Les députés de l’opposition ont ainsi protesté énergiquement contre une suspension de séance, jugée abusive. Le vote portait sur un article du projet de loi modifiant les modes de scrutin locaux.

Emmanuel Bringuier avec AFP
Le 19/02/2013 à 20:44
Mis à jour le 19/02/2013 à 22:31
Le climat s'est tendue à l'Assemblée nationale lors d'un débat sur les scrutins locaux. (AFP)

MISE A JOUR 22h30 : le texte a finalement été adopté dans la soirée.

Les députés UMP ont déclenché mardi une bronca, allant jusque chanter la Marseillaise, pour protester contre une suspension de séance destinée à éviter aux socialistes d'être mis en minorité sur l'article 1 de la loi instaurant un scrutin binominal mixte dans les départements.
    
Alors qu'un vote avait été annoncé sur des amendements de l'opposition de suppression de cet article 1, remplaçant le conseiller général par un conseiller départemental, la présidente de séance Laurence Dumont a suspendu la séance.
    
Il s'agissait pour le groupe socialiste de battre le rappel de ses troupes, alors que les bancs de l'Assemblée étaient remplis majoritairement de députés de l'opposition.

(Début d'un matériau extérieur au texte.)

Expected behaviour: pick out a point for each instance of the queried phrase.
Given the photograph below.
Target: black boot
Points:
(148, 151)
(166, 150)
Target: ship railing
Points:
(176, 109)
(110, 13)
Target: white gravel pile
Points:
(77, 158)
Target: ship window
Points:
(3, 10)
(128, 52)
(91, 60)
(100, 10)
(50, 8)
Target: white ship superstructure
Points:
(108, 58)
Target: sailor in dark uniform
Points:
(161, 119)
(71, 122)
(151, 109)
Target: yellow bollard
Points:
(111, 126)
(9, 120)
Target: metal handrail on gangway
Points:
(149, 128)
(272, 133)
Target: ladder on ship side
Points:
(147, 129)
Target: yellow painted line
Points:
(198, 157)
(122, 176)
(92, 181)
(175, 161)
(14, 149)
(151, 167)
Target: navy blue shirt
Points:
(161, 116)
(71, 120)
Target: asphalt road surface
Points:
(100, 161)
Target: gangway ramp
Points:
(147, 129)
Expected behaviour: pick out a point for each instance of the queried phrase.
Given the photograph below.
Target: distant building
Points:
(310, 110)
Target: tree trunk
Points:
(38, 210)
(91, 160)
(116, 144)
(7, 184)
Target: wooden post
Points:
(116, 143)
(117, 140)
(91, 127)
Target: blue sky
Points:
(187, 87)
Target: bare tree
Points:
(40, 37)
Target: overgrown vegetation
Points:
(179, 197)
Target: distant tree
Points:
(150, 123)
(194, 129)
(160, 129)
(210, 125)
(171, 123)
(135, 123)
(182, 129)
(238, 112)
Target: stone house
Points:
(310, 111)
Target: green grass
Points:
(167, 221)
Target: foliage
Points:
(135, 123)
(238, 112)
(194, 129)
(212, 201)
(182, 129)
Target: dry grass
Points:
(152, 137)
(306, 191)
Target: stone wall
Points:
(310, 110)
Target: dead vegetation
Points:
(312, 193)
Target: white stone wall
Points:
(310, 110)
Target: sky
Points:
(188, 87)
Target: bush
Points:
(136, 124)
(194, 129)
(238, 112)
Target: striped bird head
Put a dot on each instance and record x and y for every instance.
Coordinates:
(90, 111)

"Ils sont où les socialistes!"

"Ils sont où, ils sont où les socialistes!", "on veut voter! on veut voter!", ont alors scandé les élus UMP dans l'hémicycle.

Le chef de file des députés UMP Christian Jacob a dénoncé un "tripatouillage" et déploré que "les socialistes soient incapables de se mobiliser" sur ce projet de loi.

"Il n'est pas normal d'interrompre une séance pour convenance personnelle, c'est-à-dire pour pouvoir faire le rappel de ses parlementaires", a lancé M. Jacob dans l'hémicycle.

François Sauvadet a dénoncé pour sa part un "déni de démocratie".

"Déni de démocratie"

Christian Jacob et Laurence Dumont se sont renvoyé mutuellement des déclarations du président de l'Assemblée nationale, Claude Bartolone, après un incident analogue le 6 novembre dernier, qu'ils ont interprété différemment.

Selon M. Jacob, la séance ne peut plus être suspendue quand le vote a été annoncé, plusieurs minutes à l'avance, tandis que pour Mme Dumont, la suspension est possible jusqu'à ce que le vote lui-même commence.
    
Les députés UMP ont alors entonné la Marseillaise, obligeant Mme Dumont à une nouvelle suspension de séance. Finalement, le vote a été repoussé à 21h30.